In order to figure out how Commons images can be best made available for the purpose of image processing research, we need to figure out how large the dataset is for a given image size. This will inform whether the whole dataset could for example be copied over to the machines equipped with GPUs, or if they would only be able to store a portion of the dataset at any given time.
|Open||Miriam||T215413 Image Classification Working Group|
|Resolved||Gilles||T215250 Estimate size of Commons image corpus at given resolution|
I'm going to consider only JPG images, which is where the vast majority of photographs would be. If you're interested in lossless image types that tend to contain diagrams/maps (SVG, TIFF, PNG), let me know. Those would be a lot heavier individually (roughly 3-5 times larger), even if their corpus is much smaller than JPGs. Here's the page with the breakdown: https://commons.wikimedia.org/wiki/Special:MediaStatistics
Looking at 10 random JPGs on Commons, the average size of their 320px thumbnail is 32895 bytes. We have 45021664 JPGs on Commons, that means a total corpus of around 1.48TB. Sounds like something that can fit on the server(s) used for image processing.
320px sounds like a good solution. In general, neural networks resize images to 256px before processing them.
One issue we might incur if we exclude lossless image types, especially PNGs, is that they tend to be heavily used for scientific topics or logos, and therefore removing them from the training might create a bias in the corpus and the model.
E.g. @dcausse in T202339 found that the image quality model was behaving inconsistently on graphics images.
Resizing sizes so close to each other (320/256) could have a significant impact on quality in the form of blurriness and artefacts. 1024 is probably a better choice, as it's exactly 4 times larger than 256px, making it downscale perfectly.
Running the numbers again at 1024, the estimated corpus size would be 9.7TB for lossy thumbnails (JPG + TIFFs + PDFs + DJVUs).
For lossless images (SVG + PNG), the 1024px corpus would be approximately 1.9TB.

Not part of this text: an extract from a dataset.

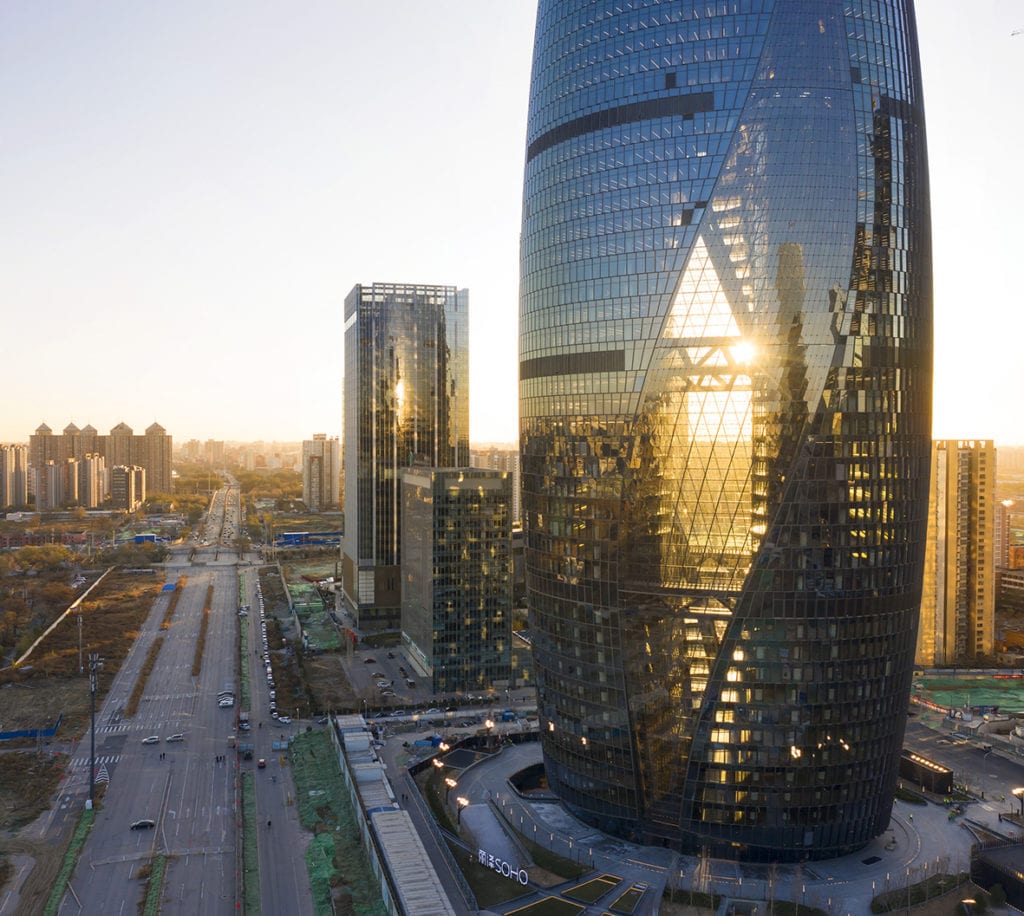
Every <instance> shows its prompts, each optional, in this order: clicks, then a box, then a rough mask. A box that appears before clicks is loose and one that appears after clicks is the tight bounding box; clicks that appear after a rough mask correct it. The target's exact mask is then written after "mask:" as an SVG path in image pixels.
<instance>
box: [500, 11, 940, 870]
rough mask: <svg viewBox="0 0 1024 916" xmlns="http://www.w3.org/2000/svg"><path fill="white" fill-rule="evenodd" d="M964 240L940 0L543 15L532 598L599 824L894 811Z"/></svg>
mask: <svg viewBox="0 0 1024 916" xmlns="http://www.w3.org/2000/svg"><path fill="white" fill-rule="evenodd" d="M930 258H931V255H930V238H929V211H928V176H927V167H926V148H925V127H924V116H923V107H922V98H921V80H920V69H919V63H918V51H916V34H915V26H914V18H913V10H912V4H911V0H844V2H839V0H699V2H696V0H676V2H671V0H665V2H656V0H614V2H612V0H541V3H540V10H539V13H538V25H537V39H536V48H535V57H534V74H532V84H531V89H530V107H529V125H528V137H527V152H526V170H525V189H524V197H523V234H522V290H521V303H520V311H521V313H520V410H521V436H522V440H521V445H522V455H523V509H524V516H525V525H526V529H527V532H526V536H527V590H528V596H529V602H530V610H531V614H532V626H534V648H535V662H536V668H537V673H538V688H539V696H540V710H541V719H542V729H543V741H544V753H545V761H546V766H547V773H548V778H549V780H550V783H551V785H552V787H553V788H554V789H555V790H556V791H557V792H558V793H559V795H560V796H561V797H562V799H563V800H564V801H565V803H566V804H567V805H568V806H569V808H570V809H571V810H572V811H573V812H574V813H575V814H578V815H579V816H580V817H582V818H583V819H585V820H587V821H588V822H590V823H592V824H594V825H596V826H598V827H600V828H602V829H604V830H606V831H608V832H612V833H616V834H620V835H624V836H630V837H632V838H635V839H640V840H642V841H645V842H651V843H667V844H669V845H673V846H676V847H678V848H681V849H684V850H689V852H697V850H700V849H705V850H707V852H708V853H709V854H711V855H717V856H729V857H733V858H739V859H750V860H775V861H785V860H791V861H795V860H801V859H804V858H811V859H813V858H825V857H830V856H836V855H840V854H842V853H845V852H849V850H851V849H854V848H856V847H858V846H860V845H862V844H863V843H865V842H866V841H867V840H868V839H870V838H871V837H873V836H876V835H878V834H880V833H881V832H882V831H883V830H884V829H885V828H886V827H887V825H888V823H889V818H890V809H891V804H892V797H893V791H894V788H895V783H896V775H897V766H898V756H899V750H900V746H901V743H902V738H903V728H904V722H905V715H906V705H907V696H908V692H909V680H910V674H911V665H912V658H913V651H914V638H915V629H916V620H918V608H919V603H920V598H921V578H922V564H923V557H924V536H925V522H926V511H927V500H928V482H929V454H930V435H931V339H932V326H931V322H932V317H931V260H930Z"/></svg>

Given that what you really need 256px, I would suggest downloading the 1024px ones + resizing them on the fly to 256px on the GPU machine, which should be a fast operation.
Seeing that downloading files between 2 production machines happens at 112MB/s, transferring a total of roughly 12TB would take a bit more than a day.
This goes back to the other thing we said, which is that copying the whole corpus over is only worthwhile if the neural network training can process images faster than 112MB/s, which would be about 539 lossy images per second (or 225 lossy images per second).
It depends on what thumbnail sizes they're downloading. If it's highly cached sizes, they can very high concurrency, as they will be getting them from Varnish most of the time. If there's high a chance that it will trigger the generation of new thumbnails (such as a size that's not widely used on wiki), then no more than 4 concurrent downloads per IP address.
512 is the 41st most common size and 600 the 20th most common (as of 2017-04, last time we ran this analysis). 1024 would be a much better choice (6th most common), followed by a local resize, imho.